Wow, scientific findings. Well, one wouldn’t expect anything else from a professor at Teesside University. I mean, I did think – and Wadge also believes – that the science shows that our liver can generally detoxify our bodies fine, but Holford clearly has access to alternative research. Oh well, if anyone comes across a copy of the book, I’d be interested to know how this great 9-day detoxification can be achieved.
Worryingly, Health Products for Life also sells and recommends the LiverCheck home test. They claim that “LiverCheck is a home finger prick blood test that allows you to check the health of your liver…Liver check tests specifically for damage to your liver cells by testing for two enzymes: ALT and AST.”

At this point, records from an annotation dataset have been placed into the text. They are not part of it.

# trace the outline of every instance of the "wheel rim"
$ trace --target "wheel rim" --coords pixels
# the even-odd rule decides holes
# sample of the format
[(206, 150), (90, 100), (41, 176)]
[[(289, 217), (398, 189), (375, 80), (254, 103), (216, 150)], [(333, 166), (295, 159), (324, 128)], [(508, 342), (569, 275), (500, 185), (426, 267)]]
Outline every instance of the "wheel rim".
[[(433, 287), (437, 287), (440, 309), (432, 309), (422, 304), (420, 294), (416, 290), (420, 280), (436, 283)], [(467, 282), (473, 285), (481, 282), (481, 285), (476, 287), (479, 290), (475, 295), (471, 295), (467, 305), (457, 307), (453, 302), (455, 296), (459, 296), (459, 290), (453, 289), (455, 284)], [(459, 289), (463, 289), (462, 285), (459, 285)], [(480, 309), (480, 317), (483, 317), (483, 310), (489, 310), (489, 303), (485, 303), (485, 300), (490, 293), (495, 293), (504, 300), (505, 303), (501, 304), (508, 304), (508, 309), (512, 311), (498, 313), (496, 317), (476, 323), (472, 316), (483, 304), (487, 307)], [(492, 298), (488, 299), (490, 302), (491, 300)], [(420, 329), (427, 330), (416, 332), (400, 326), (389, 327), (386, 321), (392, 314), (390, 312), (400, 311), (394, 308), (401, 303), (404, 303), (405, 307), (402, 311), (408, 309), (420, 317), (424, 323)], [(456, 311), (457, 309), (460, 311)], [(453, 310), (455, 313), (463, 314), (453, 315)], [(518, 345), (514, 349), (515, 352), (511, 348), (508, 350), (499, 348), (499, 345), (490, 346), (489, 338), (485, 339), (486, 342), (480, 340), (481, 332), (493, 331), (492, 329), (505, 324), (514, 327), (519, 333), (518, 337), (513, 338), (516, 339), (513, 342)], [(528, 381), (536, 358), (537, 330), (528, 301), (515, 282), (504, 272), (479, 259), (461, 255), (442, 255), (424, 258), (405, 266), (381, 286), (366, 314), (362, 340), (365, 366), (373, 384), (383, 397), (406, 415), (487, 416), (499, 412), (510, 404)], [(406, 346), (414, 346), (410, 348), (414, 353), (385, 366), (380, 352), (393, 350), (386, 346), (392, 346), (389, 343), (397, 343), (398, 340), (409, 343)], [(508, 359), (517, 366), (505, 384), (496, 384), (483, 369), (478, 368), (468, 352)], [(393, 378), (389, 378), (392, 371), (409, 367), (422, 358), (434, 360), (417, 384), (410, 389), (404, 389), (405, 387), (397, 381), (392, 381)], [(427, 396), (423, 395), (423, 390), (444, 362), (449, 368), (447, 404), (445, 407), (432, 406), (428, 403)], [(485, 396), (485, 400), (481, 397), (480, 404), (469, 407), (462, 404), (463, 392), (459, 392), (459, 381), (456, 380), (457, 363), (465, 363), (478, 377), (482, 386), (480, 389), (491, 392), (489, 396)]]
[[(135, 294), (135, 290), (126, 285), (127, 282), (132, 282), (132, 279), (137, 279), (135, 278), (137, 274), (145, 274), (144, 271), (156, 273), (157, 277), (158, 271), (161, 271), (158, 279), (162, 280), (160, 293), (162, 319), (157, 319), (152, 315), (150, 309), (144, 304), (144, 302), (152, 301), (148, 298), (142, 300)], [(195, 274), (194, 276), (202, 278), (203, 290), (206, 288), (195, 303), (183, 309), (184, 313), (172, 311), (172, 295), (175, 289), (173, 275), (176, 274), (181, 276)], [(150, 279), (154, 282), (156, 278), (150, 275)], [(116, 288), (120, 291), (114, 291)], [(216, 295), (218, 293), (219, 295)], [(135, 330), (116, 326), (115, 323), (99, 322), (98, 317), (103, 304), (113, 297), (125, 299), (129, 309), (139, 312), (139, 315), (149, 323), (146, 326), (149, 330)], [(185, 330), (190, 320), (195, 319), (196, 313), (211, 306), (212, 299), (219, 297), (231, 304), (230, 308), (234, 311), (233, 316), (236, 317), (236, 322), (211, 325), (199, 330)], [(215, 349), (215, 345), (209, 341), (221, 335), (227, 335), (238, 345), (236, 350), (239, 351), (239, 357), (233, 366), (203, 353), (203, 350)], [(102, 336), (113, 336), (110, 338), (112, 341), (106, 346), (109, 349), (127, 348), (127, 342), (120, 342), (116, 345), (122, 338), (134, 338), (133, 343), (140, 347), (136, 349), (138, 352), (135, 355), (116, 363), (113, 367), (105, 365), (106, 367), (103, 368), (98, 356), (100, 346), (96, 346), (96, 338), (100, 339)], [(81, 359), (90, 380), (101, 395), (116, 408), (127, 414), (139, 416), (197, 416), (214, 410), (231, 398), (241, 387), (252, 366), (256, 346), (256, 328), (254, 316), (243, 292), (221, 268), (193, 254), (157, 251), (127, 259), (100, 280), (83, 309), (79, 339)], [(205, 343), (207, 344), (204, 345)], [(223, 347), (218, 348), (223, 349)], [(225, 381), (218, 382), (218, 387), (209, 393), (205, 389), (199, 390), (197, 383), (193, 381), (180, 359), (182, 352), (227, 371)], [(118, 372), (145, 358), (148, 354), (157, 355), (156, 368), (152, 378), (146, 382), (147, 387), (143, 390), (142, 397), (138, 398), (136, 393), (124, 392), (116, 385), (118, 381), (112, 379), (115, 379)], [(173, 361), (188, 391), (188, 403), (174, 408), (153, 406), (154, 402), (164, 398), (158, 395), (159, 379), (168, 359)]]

The Patient UK site offers an excellent account of what a thorough Abnormal Liver Function Test panel should cover. They argue that patients should “[i]n the first instance request the following: albumin, bilirubin, ALP, GGT, AST, ALT and INR.” In other words, a LiverCheck test – which just looks at ALT and AST in the blood – is not as thorough as one might hope.
Patient UK also points out that “Liver function tests are easily obtained”. Those seeking such a test are therefore left with a choice between seeing their doctor (either on the NHS or privately) to get a more thorough liver function test, or buying a less thorough LiverCheck test. Did I mention that Health Products For Life sells the LiverCheck test for £150, while NHS tests are free to patients?
If you were to have a LiverCheck test, there are also issues around interpretation. As Patient UK notes
many patients have asymptomatic abnormalities in liver function tests…It is important to remember that the “normal” values are within ± 2 standard deviations meaning that 2.5% of a healthy population will have abnormal liver function tests.
In other words, one might have non-standard test results that do not indicate a liver problem which will impact on one’s health. It is therefore important to have a qualified medical professional to interpret the results of these tests.
I should end by noting that, if your liver isn’t working properly, this is serious – see a proper doctor ASAP if you suspect that this is the case, or if you think you may have done something to damage your liver. Likewise, if you’re doing something that’s obviously bad for your liver – for example, if you’re drinking to excess – you probably don’t need to book a home-test of liver function, to tell you that this is a bad idea.
So, enjoy the rest of the holiday season. If you have overindulged, or will overindulge, there are any quick fixes – just try to follow a healthier lifestyle for the rest of the year… There aren’t any pills that bring the benefits of healthy diet, exercise and lifestyle, and even using ‘scientific findings’ isn’t likely to produce such a pill any time in the foreseeable future.